Not surprisingly, the highest level of awareness is found in France, where almost two-thirds (64 per cent) have heard of the CAP and nearly one in five (19 per cent) are exactly aware. There is also high awareness in two other beneficiary member states, Ireland (61 per cent, 16 per cent exactly aware) and Poland (60 per cent, 10 per cent exactly aware).
Having been told that 40 per cent of the overall EU budget is spent on agriculture, only 16 per cent thought this was too high and almost 6 in 10 thought that this share should stay the same or increase in coming years. But then presumably if one told some respondents that 40 per cent of the EU budget went on supporting small shopkeepers, one might get a similar pattern of answers.
Those questioned (41 per cent) thought that ensuring the health and safety of food products should be the main priority of the CAP and one might question how far that forms part of the policy.
In between public ignorance and concentrated interests seeking to defend the CAP, it’s difficult to find a space in which reformists can insert themselves.
I do love the way that the Commission phrases its questions to elicit the answers it wants. For instance, the question on whether the CAP budget is too much, too little or about right. The question fails to tell the interviewees what the total for CAP spending actually is! Instead, it says that the CAP takes around 40% of the EU budget. Well unless people happen to know what the total EU budget is, they’ll have no way of deducing what the 40% means in cold, hard cash.
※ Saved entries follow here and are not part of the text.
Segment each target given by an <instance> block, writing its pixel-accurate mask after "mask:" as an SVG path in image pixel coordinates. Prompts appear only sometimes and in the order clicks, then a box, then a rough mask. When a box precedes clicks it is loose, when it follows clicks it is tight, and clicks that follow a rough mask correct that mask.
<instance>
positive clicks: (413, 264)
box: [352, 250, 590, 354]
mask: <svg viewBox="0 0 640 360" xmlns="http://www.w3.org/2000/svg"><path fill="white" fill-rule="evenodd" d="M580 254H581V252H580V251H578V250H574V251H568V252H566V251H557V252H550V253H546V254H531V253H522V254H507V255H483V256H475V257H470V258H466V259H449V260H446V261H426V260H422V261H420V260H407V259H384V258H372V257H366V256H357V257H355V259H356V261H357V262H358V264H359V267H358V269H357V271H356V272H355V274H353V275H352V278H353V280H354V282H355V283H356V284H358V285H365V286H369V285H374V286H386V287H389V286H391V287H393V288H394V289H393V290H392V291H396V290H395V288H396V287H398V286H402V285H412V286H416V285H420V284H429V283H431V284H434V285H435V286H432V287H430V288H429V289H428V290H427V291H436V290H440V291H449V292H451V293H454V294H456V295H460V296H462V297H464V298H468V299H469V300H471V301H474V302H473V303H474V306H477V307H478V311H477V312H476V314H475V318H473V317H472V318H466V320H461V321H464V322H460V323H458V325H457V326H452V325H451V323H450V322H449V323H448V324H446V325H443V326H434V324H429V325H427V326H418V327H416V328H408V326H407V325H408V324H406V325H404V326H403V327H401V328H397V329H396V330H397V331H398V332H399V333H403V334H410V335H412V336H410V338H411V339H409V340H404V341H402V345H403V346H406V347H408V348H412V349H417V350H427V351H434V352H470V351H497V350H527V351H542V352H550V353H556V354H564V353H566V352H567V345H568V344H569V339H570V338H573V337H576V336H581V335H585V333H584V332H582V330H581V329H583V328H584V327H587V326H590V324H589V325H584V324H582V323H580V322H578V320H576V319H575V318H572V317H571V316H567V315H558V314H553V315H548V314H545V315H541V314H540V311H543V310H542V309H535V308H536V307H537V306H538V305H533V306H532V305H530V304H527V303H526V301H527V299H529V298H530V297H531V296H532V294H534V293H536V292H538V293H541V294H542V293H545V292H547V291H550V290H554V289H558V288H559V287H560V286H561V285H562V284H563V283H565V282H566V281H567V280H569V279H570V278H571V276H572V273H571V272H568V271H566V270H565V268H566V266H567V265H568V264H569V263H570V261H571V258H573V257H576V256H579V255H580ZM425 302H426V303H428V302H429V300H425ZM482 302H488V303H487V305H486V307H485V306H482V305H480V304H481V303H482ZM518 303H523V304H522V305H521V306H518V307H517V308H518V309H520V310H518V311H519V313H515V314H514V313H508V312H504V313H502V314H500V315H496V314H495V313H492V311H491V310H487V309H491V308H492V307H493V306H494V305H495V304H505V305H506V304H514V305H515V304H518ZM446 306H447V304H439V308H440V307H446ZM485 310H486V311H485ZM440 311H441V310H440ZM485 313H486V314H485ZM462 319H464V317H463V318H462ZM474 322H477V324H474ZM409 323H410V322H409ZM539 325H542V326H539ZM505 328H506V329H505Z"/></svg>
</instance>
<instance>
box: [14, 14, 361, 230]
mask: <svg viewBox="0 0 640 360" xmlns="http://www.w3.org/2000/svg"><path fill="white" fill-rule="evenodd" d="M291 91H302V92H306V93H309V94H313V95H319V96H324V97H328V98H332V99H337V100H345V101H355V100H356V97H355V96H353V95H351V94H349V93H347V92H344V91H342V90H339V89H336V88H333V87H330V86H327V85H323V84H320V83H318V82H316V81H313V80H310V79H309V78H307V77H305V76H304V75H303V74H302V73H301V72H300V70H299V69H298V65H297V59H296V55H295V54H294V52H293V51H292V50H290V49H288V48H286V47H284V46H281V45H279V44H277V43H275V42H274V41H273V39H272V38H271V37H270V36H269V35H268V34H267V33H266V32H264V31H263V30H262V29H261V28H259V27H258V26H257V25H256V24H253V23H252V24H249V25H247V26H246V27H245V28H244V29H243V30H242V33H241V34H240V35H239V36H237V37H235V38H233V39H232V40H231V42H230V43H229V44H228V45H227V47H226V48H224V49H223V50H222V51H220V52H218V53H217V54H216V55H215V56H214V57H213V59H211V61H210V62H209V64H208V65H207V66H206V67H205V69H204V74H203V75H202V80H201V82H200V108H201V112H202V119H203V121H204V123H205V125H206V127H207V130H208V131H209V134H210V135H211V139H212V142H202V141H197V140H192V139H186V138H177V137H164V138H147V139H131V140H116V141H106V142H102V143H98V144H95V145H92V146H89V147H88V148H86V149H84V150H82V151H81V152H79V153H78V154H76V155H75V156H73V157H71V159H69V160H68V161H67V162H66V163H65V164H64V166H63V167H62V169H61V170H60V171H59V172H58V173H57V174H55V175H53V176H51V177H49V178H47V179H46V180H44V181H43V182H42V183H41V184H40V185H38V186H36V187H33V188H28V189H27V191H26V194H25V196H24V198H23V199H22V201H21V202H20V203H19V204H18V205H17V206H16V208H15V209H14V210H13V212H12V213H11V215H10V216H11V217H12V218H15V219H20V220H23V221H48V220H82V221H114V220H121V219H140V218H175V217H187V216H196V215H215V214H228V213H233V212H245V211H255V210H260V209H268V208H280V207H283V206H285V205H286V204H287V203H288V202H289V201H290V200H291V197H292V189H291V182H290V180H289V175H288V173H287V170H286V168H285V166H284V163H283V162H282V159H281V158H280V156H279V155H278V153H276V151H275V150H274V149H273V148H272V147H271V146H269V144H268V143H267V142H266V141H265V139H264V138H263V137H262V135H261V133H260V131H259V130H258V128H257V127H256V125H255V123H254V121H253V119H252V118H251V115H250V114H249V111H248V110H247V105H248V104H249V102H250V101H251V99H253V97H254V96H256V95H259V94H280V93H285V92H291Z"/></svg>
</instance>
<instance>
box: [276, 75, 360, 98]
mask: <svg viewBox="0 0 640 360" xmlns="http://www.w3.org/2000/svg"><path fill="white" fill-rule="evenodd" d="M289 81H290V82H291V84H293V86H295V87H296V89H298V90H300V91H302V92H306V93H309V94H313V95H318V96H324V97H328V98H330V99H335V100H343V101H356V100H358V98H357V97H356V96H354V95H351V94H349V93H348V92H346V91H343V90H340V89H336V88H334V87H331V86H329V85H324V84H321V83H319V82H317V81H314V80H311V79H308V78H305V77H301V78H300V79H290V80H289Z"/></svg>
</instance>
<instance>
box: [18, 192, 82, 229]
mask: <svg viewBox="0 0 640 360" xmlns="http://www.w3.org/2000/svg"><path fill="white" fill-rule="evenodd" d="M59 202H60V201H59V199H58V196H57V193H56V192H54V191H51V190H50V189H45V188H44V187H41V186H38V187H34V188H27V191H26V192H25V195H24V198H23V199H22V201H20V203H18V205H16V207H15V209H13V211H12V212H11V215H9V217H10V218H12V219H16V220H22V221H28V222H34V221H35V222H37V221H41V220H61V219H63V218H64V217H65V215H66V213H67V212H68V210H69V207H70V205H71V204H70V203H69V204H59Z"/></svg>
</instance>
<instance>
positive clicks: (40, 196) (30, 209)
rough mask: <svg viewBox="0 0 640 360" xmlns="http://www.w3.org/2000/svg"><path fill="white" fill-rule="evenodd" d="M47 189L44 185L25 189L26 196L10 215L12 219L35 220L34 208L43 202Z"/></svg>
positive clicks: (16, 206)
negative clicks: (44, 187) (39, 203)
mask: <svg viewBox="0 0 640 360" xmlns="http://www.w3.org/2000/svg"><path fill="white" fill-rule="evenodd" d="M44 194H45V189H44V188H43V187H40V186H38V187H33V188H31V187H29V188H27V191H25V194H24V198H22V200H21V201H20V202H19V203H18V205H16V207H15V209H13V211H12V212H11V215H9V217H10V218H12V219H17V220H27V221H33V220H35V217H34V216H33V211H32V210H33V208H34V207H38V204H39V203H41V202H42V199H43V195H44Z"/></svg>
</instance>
Phrase the question another way, “The EU budget for agriculture and rural development represents around €55 billion annually. Do you think that this amount is insufficient, adequate or too high?” and I suspect the answer would be rather different.
Read the Eurobarometer report for yourself, here.
I agree with J. Thurston. Even in the most pro-Cap countries, the public opinion has become very critical of the CAP for 2 years (well, Oxfam helped, so did farmsubsidy.org, and the various mad cows and FMD which showed the public opinion that agriculture was not the bucolic farmer ploughing with a horse shown in commercials). It is visible in every debate, even in France. Still, you don’t see anything in EuroBarometer… strange.